The project used data gathered from the Kindergarten Student Entrance Profile (KSEP), which takes information from kids in eight Sonoma County districts and a survey of their parents.

Outcomes for children who attended early childhood education programs such as preschool, licensed home-based childcare, and Head Start were twice as likely to be ready for kindergarten, according to data collected from 2016 to 2021, the county said.

The other factor for success? Higher incomes, which allow for more access to learning resources. Simply put, family income was a predictive factor in school readiness, with children whose annual family income was $75,000 or above being twice as likely to be ready for kindergarten, the study found.

Family income was a predictive factor in school readiness, with children whose annual family income was $75,000 or above being twice as likely to be ready for kindergarten.

The project didn’t just outline the problems, it offered some solutions.

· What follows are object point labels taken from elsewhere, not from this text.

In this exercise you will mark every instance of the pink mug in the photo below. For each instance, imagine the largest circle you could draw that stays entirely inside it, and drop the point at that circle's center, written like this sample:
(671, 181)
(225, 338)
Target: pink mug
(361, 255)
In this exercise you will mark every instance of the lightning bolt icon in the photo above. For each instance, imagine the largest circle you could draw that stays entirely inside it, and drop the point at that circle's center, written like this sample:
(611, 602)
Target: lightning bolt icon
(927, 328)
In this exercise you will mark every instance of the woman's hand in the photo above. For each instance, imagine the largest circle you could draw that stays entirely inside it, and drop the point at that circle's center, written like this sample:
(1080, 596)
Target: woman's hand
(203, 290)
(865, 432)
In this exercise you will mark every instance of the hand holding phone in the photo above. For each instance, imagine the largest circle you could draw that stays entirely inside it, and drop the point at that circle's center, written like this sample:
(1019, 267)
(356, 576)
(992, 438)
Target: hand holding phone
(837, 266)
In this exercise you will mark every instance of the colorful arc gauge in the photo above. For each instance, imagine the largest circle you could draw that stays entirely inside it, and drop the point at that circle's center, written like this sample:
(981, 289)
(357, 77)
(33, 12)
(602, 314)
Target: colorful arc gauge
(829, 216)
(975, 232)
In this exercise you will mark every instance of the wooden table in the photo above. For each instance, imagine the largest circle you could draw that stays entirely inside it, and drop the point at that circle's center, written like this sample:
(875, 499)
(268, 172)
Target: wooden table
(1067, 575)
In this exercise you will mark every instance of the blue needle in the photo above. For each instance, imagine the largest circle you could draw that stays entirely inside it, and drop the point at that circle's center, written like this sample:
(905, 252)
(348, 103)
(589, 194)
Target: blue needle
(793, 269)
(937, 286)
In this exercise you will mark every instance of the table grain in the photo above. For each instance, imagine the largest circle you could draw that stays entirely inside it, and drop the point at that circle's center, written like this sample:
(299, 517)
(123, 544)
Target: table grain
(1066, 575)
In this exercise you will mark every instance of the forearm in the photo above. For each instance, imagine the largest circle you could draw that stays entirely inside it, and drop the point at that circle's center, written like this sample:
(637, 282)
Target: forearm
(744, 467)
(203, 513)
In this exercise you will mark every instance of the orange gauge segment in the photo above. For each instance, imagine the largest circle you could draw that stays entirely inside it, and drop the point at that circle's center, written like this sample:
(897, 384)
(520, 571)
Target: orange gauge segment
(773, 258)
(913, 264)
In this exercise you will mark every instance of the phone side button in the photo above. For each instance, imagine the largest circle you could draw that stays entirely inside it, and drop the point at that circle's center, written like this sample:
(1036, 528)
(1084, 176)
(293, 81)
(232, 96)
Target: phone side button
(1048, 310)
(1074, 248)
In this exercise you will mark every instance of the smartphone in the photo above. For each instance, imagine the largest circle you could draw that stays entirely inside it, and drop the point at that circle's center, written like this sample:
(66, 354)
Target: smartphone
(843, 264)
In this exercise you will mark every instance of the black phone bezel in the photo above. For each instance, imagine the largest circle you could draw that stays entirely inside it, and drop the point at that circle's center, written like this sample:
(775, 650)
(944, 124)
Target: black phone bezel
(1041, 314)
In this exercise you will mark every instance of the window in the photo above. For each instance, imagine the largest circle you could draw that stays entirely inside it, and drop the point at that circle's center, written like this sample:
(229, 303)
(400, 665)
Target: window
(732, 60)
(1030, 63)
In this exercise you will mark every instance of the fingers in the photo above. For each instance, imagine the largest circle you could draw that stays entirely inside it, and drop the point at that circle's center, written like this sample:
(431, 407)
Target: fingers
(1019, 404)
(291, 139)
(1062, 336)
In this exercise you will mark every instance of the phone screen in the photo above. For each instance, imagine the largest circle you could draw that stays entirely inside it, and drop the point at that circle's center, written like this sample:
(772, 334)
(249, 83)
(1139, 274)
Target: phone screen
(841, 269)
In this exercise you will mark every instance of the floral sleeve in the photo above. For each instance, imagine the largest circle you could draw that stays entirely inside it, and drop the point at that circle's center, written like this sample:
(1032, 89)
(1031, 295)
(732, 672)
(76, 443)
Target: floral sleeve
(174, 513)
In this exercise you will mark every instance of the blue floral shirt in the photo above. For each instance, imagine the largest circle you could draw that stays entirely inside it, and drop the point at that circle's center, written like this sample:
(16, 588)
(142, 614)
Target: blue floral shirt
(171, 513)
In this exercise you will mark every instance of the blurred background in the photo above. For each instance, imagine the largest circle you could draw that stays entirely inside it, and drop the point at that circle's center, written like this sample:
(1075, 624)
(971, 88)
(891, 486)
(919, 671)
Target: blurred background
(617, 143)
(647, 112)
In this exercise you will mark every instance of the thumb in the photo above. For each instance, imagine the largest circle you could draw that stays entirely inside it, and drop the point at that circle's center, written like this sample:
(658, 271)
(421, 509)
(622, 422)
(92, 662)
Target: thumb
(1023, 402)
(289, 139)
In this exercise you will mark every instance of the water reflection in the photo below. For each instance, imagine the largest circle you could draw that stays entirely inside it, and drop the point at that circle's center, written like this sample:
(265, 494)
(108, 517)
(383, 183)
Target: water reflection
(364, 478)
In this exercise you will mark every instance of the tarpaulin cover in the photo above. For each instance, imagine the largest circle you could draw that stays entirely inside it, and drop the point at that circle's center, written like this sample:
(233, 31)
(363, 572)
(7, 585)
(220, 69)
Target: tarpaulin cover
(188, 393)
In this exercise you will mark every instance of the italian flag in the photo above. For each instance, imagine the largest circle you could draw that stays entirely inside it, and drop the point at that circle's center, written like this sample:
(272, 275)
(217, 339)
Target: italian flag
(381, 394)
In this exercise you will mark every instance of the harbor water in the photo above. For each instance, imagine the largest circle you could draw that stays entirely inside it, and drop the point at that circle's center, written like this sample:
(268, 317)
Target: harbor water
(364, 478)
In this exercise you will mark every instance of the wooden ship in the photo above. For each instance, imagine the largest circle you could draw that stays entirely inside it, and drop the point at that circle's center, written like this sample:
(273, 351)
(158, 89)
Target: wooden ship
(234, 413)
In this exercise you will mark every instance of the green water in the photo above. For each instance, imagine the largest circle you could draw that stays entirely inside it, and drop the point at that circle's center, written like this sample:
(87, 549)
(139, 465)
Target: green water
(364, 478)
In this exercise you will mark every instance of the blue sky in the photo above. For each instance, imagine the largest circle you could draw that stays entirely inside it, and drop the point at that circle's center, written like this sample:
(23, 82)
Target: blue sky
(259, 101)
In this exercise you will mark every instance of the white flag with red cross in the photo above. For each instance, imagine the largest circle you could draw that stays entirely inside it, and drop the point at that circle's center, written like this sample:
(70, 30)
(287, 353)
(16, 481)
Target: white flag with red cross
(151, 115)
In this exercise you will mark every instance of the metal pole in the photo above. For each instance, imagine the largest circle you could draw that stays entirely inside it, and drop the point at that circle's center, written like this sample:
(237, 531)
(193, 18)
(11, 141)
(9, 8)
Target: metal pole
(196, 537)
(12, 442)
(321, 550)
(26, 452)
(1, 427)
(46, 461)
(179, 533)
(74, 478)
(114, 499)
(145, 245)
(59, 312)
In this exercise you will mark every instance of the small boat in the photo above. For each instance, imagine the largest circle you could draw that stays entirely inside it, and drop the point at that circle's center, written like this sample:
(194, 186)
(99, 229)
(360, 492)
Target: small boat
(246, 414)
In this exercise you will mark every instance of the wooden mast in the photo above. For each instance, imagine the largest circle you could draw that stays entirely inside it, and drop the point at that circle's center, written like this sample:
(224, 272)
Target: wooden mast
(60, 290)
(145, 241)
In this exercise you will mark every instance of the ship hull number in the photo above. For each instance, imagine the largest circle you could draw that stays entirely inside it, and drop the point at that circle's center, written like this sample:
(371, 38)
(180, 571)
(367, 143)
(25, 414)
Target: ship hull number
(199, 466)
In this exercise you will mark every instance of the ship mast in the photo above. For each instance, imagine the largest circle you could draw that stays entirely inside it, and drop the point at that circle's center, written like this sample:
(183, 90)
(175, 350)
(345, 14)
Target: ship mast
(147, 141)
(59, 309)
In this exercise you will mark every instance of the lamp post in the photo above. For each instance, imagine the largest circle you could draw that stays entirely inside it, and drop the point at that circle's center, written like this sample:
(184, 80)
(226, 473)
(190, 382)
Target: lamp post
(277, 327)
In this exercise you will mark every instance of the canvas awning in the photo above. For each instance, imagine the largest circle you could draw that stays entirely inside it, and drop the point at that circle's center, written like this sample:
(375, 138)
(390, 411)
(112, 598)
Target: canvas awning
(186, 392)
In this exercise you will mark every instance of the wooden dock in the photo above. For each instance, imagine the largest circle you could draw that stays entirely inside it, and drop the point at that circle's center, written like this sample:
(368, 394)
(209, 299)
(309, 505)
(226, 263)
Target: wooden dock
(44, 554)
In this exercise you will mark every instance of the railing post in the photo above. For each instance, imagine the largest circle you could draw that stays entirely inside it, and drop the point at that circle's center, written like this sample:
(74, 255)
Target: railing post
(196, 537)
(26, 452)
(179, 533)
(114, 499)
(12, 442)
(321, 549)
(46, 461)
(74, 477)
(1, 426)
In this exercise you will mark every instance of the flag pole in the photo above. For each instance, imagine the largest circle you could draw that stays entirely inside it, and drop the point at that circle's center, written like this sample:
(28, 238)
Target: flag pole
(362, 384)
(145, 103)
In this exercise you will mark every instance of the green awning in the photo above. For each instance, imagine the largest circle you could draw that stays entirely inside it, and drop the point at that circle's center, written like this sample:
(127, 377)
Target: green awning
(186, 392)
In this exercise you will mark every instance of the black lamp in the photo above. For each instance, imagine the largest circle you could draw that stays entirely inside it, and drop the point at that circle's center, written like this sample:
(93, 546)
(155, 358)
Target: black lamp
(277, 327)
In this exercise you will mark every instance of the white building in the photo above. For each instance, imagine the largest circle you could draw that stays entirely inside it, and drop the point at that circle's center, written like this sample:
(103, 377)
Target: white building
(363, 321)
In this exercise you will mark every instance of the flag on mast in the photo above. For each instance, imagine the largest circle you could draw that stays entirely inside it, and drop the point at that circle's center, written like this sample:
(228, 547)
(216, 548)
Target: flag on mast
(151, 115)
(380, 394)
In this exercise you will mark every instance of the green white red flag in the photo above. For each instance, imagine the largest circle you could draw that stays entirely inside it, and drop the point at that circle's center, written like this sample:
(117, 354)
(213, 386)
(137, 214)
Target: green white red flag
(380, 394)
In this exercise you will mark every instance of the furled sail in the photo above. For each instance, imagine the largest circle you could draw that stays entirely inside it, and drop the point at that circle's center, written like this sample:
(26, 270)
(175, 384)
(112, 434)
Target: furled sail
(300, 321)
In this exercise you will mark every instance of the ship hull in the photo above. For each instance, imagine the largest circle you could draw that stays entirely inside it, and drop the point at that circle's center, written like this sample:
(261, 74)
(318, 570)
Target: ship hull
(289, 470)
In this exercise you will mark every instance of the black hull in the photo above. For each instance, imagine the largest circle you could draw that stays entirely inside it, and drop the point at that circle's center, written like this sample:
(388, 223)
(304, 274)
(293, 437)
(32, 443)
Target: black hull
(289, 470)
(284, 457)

First 5 Sonoma County said it will use the report to “inform specific investments in children five and under.”

The Board of Supervisors has also allocated $6.3 million of American Rescue Plan funds to address early learning facility and workforce gaps. The board also wants to create a guaranteed basic income pilot program for families with young children. The county also said it is taking strides to address root issues such as housing instability, food insecurity, and mental health services.

A countywide ballot measure will appear in November to try to establish a “dedicated revenue stream” to fund access to early learning, the county said.

The state is also attempting to tackle the issue, with universal pre-kindergarten programs planned over the next three years as well as Gov. Gavin Newsom’s “California Comeback Plan” which aims to target dual-language learners.